そう言ってやっと2人と別れ、美奈子を送る為に歩き出した。

「いったぁ~い!」
「どうした?」
「馴れない下駄履いてウロウロしたから靴擦れしたみたい」

浴衣姿だからおんぶするわけにはいかず、お姫様抱っこをしてやる事にした。

「うわぁ、な、な、何するのよぉ~」

突然のお姫様抱っこに驚いた美奈子は悲鳴を上げてジタバタし始めた。

「黙って抱っこされていろ!靴擦れが痛いんだろう?」
「そ、だけど……」

流石にお姫様抱っこには慣れていなかったようだが、一頻り暴れた美奈子は借りてきた猫のように大人しくなった。

「重いな」
「ひっど!りんご飴とか持ってるからよ!」
「ハハッ冗談だ」
「バカ、公斗!……お姫様抱っこ、初めてなんだからね!」

バカにバカと呼ばれるのは癪だが、その後の初めて発言に俺は喜んだ。俺も何て単純な男なんだ。

「はい、到着しましたよお姫様♪」

愛野家の前に到着した俺は、美奈子を下ろすと跪き、手の甲にキスを落とした。
俺の家へと来た時から前世でほとんど見られなかった貴重なドレス姿と色味や雰囲気がとても似ていて、自然と出た動作だった。

「あ、りが……とぉ」

やっと甘い雰囲気になれたが、同時に愛野家の前の為、普通にキスする事もはばかられた。

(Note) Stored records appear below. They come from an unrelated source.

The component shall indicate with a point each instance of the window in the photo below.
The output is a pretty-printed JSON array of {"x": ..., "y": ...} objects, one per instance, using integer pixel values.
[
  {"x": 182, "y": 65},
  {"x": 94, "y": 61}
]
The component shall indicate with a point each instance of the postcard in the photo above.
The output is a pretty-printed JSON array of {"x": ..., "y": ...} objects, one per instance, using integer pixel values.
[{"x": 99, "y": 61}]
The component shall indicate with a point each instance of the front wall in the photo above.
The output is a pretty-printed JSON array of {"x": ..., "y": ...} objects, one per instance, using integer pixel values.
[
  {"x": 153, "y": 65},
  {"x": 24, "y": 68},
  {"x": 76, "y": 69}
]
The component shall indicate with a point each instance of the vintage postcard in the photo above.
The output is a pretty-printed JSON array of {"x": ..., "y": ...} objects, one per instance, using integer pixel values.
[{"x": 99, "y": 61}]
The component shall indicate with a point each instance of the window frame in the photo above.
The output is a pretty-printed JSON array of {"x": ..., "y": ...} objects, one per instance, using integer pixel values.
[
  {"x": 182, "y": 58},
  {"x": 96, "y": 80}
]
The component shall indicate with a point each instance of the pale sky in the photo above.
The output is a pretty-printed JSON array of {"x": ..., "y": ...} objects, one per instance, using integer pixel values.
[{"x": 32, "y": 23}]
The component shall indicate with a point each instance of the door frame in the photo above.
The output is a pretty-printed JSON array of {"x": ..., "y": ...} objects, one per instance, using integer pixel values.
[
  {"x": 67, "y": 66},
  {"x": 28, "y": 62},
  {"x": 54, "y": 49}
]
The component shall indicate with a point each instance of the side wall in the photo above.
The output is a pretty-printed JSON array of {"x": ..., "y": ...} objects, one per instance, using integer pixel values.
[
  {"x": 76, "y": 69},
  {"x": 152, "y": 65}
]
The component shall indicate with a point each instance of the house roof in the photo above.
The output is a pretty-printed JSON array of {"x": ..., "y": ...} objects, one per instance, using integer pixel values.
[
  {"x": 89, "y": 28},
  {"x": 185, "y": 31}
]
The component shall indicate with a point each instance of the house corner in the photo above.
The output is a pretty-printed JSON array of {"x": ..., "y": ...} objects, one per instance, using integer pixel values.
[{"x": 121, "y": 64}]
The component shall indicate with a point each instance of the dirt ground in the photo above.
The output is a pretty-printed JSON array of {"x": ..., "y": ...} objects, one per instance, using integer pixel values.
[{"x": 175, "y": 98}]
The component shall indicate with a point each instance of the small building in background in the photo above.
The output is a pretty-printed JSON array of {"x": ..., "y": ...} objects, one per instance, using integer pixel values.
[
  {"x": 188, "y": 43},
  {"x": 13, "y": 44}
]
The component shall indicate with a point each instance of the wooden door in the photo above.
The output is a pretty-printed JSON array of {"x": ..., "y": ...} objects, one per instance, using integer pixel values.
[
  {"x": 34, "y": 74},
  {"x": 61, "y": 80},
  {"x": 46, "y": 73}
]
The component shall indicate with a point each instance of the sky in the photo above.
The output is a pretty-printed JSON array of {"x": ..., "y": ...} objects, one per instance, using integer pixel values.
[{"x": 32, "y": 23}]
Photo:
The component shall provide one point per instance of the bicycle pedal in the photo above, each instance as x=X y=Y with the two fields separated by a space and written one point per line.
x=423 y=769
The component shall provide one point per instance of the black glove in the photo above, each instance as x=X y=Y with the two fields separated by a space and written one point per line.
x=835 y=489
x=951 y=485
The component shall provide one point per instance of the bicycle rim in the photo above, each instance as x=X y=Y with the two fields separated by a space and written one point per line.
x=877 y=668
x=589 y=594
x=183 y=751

父親がみていないとも限らない。

「明日から金魚の世話、しに行くからね!」

この前渡した俺の家のスペアキー(通称合鍵)をヒラヒラさせて見送ってくれた。

「ああ、屋台で買った広島焼き、一緒に食うか?」

俺も広島焼きの入った袋を持ち上げて答える。

「うん、待ってるね!」

今日1番の笑顔の美奈子に見送られ、満足した。

そして次の日から金魚の世話をしに俺の家に通う日々が始まった。
勿論、美奈子だから世話も一悶着以上の事をやらかすのだが……。